This is the second in a three-part series of articles detailing how we designed and deployed usability testing for our latest iOS game, A Clockwork Brain.
[This article was originally published in the Total Eclipse blog]
The research, design, and deployment of usability testing took one month from start to finish. Prior to this, none of us had any experience with designing formal usability testing. I, myself, have had some experience in questionnaire design and facilitation of experiments, based on previous work in university research.
The first article explained our choice of hardware and software and detailed the set-up costs. This article examines the game itself and explains its usability testing procedure.
The following topics will be discussed:
- Knowing your game.
- What kind of players we wanted to invite and how we recruited them.

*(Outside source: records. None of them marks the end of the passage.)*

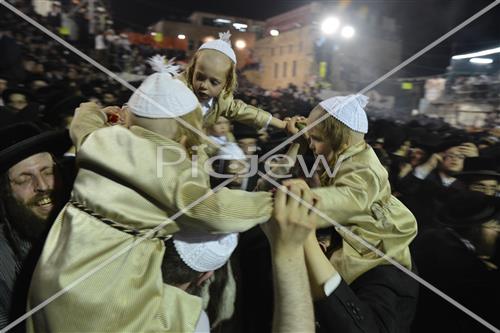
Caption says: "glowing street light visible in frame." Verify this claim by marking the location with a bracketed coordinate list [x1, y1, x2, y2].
[469, 58, 493, 65]
[340, 25, 356, 39]
[321, 17, 340, 35]
[269, 29, 280, 37]
[234, 39, 247, 50]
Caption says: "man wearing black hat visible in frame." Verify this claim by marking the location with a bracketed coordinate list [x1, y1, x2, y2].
[397, 138, 478, 229]
[414, 191, 500, 332]
[0, 123, 71, 328]
[0, 88, 39, 126]
[457, 157, 500, 196]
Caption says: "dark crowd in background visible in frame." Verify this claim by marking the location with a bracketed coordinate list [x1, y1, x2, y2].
[0, 3, 500, 332]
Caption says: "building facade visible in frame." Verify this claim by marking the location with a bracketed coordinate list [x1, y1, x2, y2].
[248, 2, 401, 91]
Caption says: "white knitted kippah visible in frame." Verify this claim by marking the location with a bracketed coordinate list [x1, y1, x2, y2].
[217, 142, 247, 161]
[319, 94, 368, 134]
[198, 30, 236, 64]
[173, 231, 238, 273]
[127, 55, 198, 118]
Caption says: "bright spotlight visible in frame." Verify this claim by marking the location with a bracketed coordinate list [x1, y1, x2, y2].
[269, 29, 280, 37]
[234, 39, 247, 50]
[340, 25, 356, 39]
[469, 58, 493, 65]
[321, 17, 340, 35]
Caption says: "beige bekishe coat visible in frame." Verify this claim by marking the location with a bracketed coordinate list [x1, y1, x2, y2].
[313, 141, 417, 283]
[27, 110, 272, 332]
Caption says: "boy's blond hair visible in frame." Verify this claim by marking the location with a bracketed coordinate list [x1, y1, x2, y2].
[130, 106, 203, 155]
[311, 105, 364, 186]
[186, 50, 238, 98]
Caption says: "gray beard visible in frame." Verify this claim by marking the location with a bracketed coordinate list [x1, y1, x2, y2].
[5, 196, 47, 241]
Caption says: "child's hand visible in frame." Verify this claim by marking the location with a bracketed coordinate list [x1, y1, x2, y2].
[101, 106, 129, 127]
[460, 142, 479, 157]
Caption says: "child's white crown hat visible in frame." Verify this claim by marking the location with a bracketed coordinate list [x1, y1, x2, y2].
[319, 94, 369, 134]
[127, 55, 198, 118]
[198, 30, 236, 64]
[173, 231, 238, 273]
[218, 142, 247, 161]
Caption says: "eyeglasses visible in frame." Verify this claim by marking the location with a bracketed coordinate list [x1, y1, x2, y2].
[9, 167, 54, 189]
[482, 220, 500, 232]
[469, 184, 497, 195]
[444, 153, 465, 160]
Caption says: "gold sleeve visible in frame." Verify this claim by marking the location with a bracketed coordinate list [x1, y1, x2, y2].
[69, 103, 107, 151]
[312, 168, 380, 228]
[173, 165, 272, 233]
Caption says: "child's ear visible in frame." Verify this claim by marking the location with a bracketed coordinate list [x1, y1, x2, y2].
[196, 271, 214, 287]
[179, 134, 187, 148]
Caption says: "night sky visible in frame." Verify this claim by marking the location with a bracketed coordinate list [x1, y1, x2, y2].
[110, 0, 500, 76]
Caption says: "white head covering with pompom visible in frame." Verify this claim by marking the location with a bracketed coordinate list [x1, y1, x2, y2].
[198, 30, 236, 64]
[319, 94, 368, 134]
[127, 55, 199, 118]
[173, 231, 238, 273]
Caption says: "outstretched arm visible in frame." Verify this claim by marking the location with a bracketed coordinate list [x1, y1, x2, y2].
[262, 186, 316, 332]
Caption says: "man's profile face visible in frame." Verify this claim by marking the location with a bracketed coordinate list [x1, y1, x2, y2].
[8, 152, 55, 221]
[7, 94, 28, 111]
[442, 147, 465, 173]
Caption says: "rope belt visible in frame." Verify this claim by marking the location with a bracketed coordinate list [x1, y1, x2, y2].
[69, 199, 172, 241]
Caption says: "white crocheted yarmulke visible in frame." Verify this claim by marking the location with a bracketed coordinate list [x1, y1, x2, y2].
[198, 30, 236, 64]
[173, 231, 238, 273]
[217, 142, 247, 161]
[127, 55, 198, 118]
[319, 94, 368, 134]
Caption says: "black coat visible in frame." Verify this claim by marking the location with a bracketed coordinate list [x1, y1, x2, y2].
[414, 229, 500, 333]
[314, 265, 418, 333]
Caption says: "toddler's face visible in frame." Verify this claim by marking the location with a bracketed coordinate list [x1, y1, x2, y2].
[192, 50, 231, 102]
[210, 117, 230, 136]
[307, 110, 333, 159]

- Discovering what to test.
- Designing the first (of the two) usability scenarios.
- Using the iGEQ questionnaire and open-ended questions, during testing.
Know your game
We had no idea how to proceed in the beginning. After reading articles for days, we discovered:
- A ton of information on web usability that could be helpful.
- A lot of academic articles on games usability. Most of them were found to be too academic-oriented and with no immediate practical application in our case. Some exceptions did exist, which are referenced below.
- A handful of post-mortems with clear how-to’s on games usability by games studios themselves (or contracted usability companies).
We found that answering the following key questions proved very helpful with the subsequent design.
How far is your game from completion?
We decided to test a couple of months before Beta, so most artwork and mechanics were completed by then. There is no reason why one should not do a usability test at a much earlier stage. In fact we think this would be very beneficial in resolving disputes between different designs. You need to know the stage of completion simply because what you have is what you can test.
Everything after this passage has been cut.